This guide covers how to use LangGraph's prebuilt ToolNode for tool calling.

ToolNode is a LangChain Runnable that takes graph state (with a list of messages) as input and outputs state update with the result of tool calls. It is designed to work well out-of-box with LangGraph's prebuilt ReAct agent, but can also work with any StateGraph as long as its state has a messages key with an appropriate reducer (see MessagesState).

Setup

First, let's install the required packages and set our API keys

%%capture --no-stderr
%pip install --quiet -U langgraph langchain_anthropic
import getpass
import os


def _set_env(var: str):
    if not os.environ.get(var):
        os.environ[var] = getpass.getpass(f"{var}: ")
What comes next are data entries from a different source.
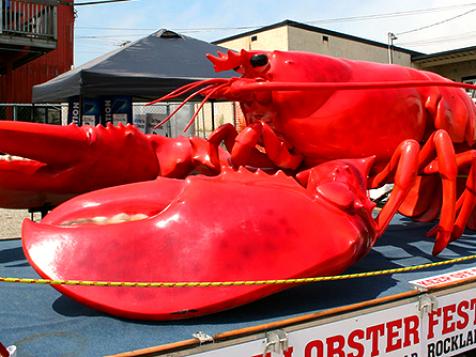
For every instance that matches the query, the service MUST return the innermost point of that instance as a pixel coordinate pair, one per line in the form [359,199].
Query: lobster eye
[259,60]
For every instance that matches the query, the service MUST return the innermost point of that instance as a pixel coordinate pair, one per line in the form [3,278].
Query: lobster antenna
[187,88]
[203,103]
[185,101]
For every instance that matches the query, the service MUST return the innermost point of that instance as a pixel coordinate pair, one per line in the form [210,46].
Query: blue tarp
[42,322]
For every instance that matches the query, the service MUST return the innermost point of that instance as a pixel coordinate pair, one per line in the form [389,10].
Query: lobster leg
[441,145]
[403,166]
[467,201]
[243,147]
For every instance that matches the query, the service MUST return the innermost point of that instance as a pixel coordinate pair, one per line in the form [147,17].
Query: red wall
[15,86]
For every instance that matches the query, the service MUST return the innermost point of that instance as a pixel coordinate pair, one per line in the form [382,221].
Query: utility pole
[391,38]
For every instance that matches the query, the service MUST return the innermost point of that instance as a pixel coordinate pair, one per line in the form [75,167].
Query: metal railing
[37,113]
[29,18]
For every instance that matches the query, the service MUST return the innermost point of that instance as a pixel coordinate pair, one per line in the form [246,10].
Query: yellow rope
[233,283]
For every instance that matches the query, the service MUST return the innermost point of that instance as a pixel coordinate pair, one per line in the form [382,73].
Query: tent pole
[213,114]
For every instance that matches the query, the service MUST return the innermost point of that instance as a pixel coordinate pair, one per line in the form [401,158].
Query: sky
[426,26]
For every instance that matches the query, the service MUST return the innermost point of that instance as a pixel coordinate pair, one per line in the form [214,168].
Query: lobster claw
[232,227]
[47,164]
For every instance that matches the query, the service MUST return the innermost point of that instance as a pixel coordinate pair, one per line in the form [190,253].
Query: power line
[331,20]
[99,2]
[437,23]
[461,36]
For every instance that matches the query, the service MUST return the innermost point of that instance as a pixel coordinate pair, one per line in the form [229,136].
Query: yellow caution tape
[194,284]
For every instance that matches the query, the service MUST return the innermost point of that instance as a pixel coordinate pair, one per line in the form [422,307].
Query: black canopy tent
[146,69]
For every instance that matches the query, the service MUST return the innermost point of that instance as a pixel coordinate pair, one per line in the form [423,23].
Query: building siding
[16,86]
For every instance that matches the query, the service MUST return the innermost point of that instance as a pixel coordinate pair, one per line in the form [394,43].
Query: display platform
[42,322]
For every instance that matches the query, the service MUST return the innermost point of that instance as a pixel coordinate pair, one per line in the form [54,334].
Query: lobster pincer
[45,165]
[236,226]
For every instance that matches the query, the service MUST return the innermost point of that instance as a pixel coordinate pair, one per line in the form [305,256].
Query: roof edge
[315,29]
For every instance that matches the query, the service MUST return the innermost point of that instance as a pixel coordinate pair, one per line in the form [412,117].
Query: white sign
[436,280]
[447,330]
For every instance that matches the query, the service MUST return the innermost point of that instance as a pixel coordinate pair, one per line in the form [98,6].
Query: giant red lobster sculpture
[313,145]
_set_env("ANTHROPIC_API_KEY")

Set up LangSmith for LangGraph development

Sign up for LangSmith to quickly spot issues and improve the performance of your LangGraph projects. LangSmith lets you use trace data to debug, test, and monitor your LLM apps built with LangGraph — read more about how to get started here.

Define tools

from langchain_core.messages import AIMessage
from langchain_core.tools import tool

from langgraph.prebuilt import ToolNode
API Reference: AIMessage | tool | ToolNode
@tool
def get_weather(location: str):
    """Call to get the current weather."""
    if location.lower() in ["sf", "san francisco"]:
        return "It's 60 degrees and foggy."
    else:
        return "It's 90 degrees and sunny."


@tool
def get_coolest_cities():
    """Get a list of coolest cities"""
    return "nyc, sf"
tools = [get_weather, get_coolest_cities]
tool_node = ToolNode(tools)

Manually call ToolNode

ToolNode operates on graph state with a list of messages. It expects the last message in the list to be an AIMessage with tool_calls parameter.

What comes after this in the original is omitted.